Logs

View Source On Gitee

Logs Saving

Overview

MindSpore Transformers will write the model's training configuration, training steps, loss, throughput and other information into the log. Developers can specify the path for log storage.

Training Log Directory Structure

During the training process, MindSpore Transformers will generate a training log directory in the output directory (default is ./output) by default: ./log.

When the training task is started using the ms_run method, an additional log directory will be generated in the output directory by default: ./msrun_log.

Folder

Description

log

The log information of each card is divided into rank_{i} folders. (i corresponds to the NPU card number used for training tasks)
Each rank_{i} folder will include info.log and error.log to record the INFO level and ERROR level information output during training respectively. The default maximum size for a single log file is 50 MB, with a maximum of 5 backup logs.

msrun_log

worker_{i}.log is used to record the training log of each card (including error information), and scheduler.log records the startup information of msrun.
Training log information is usually viewed through this folder.

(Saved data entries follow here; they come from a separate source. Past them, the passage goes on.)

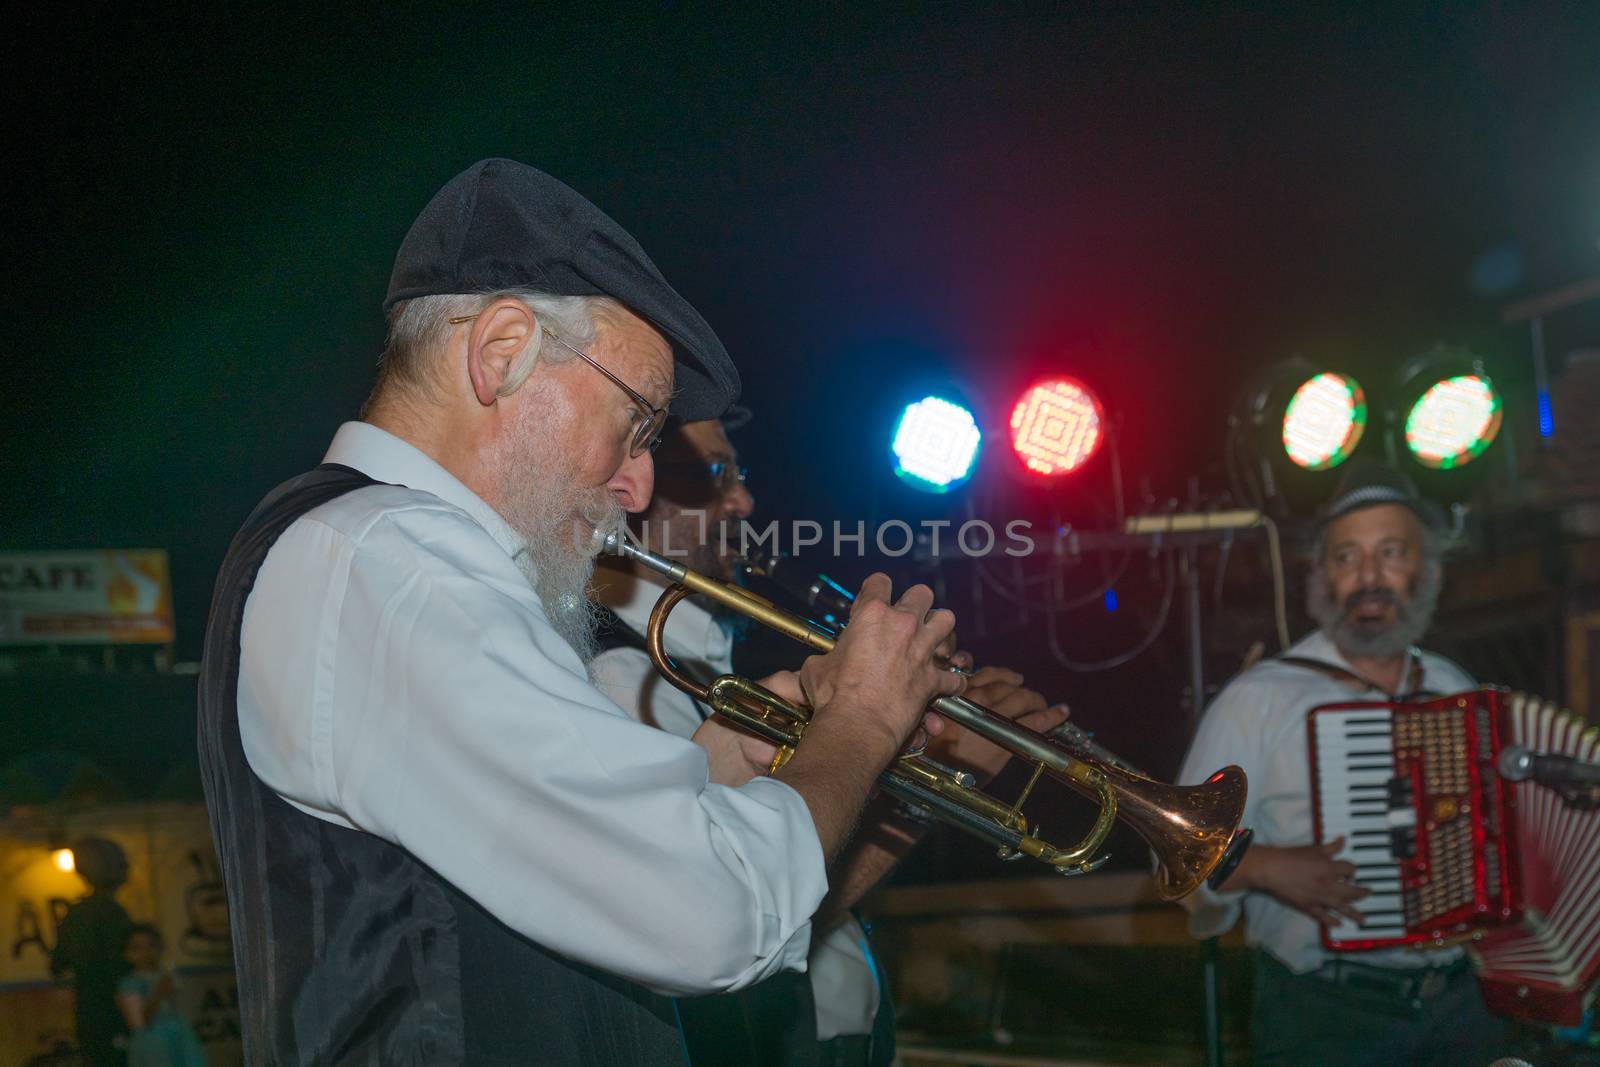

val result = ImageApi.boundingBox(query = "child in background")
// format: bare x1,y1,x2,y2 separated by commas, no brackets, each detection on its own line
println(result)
115,925,207,1067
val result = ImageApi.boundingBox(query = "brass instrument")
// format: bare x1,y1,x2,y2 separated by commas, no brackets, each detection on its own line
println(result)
734,550,1146,774
606,533,1251,901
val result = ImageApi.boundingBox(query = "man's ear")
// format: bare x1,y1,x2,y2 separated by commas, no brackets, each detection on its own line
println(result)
465,299,537,407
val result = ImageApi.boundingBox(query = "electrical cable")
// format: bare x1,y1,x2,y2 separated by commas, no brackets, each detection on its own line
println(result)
965,485,1180,620
967,511,1138,613
1211,533,1235,612
1262,515,1290,651
1044,550,1177,671
971,544,1135,612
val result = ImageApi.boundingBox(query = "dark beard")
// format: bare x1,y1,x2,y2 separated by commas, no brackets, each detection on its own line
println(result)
1307,568,1441,660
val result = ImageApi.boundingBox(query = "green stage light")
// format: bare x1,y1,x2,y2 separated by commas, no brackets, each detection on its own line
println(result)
1403,374,1502,470
1281,372,1367,471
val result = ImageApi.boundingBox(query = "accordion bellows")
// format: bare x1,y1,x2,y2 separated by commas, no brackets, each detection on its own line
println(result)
1473,693,1600,1025
1310,689,1600,1026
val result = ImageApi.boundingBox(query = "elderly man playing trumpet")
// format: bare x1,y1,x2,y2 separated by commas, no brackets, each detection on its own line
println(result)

Take an 8-rank task started by msrun as an example, the specific log structure is as follows:

output
    ├── log
        ├── rank_0
            ├── info.log    # Record the training information of NPU rank 0
            └── error.log   # Record the error information of NPU rank 0
        ├── ...
        └── rank_7
            ├── info.log    # Record the training information of NPU rank 8
            └── error.log   # Record the error information of NPU rank 8
    └── msrun_log
        ├── scheduler.log   # Record the communication information between each NPU rank
        ├── worker_0.log    # Record the training and error information of NPU rank 0
        ├── ...
        └── worker_7.log    # Record the training and error information of NPU rank 8

Configuration and Usage

By default, MindSpore Transformers specifies the file output path as ./output in the training yaml file. If you start the training task under the mindformers path, the log output generated by the training will be saved under mindformers/output by default.

YAML Parameter Configuration

If you need to re-specify the output log folder, you can modify the configuration in yaml.

Taking DeepSeek-V3 pre-training yaml as an example, the following configuration can be made:

output_dir: './output' # path to save logs/checkpoint/strategy

Specifying Output Directory for Single-Card Tasks

In addition to specifying the yaml file configuration, MindSpore Transformers also supports run_mindformer In the one-click start script, use the --output_dir start command to specify the log output path.

If the output path is configured here, it will overwrite the configuration in the yaml file!

Distributed Task Specifies the Output Directory

If the model training requires multiple servers, use the distributed task launch script to start the distributed training task.

If shared storage is set, you can also specify the input parameter LOG_DIR in the startup script to specify the log output path of the Worker and Scheduler, and output the logs of all machine nodes to one path for unified observation.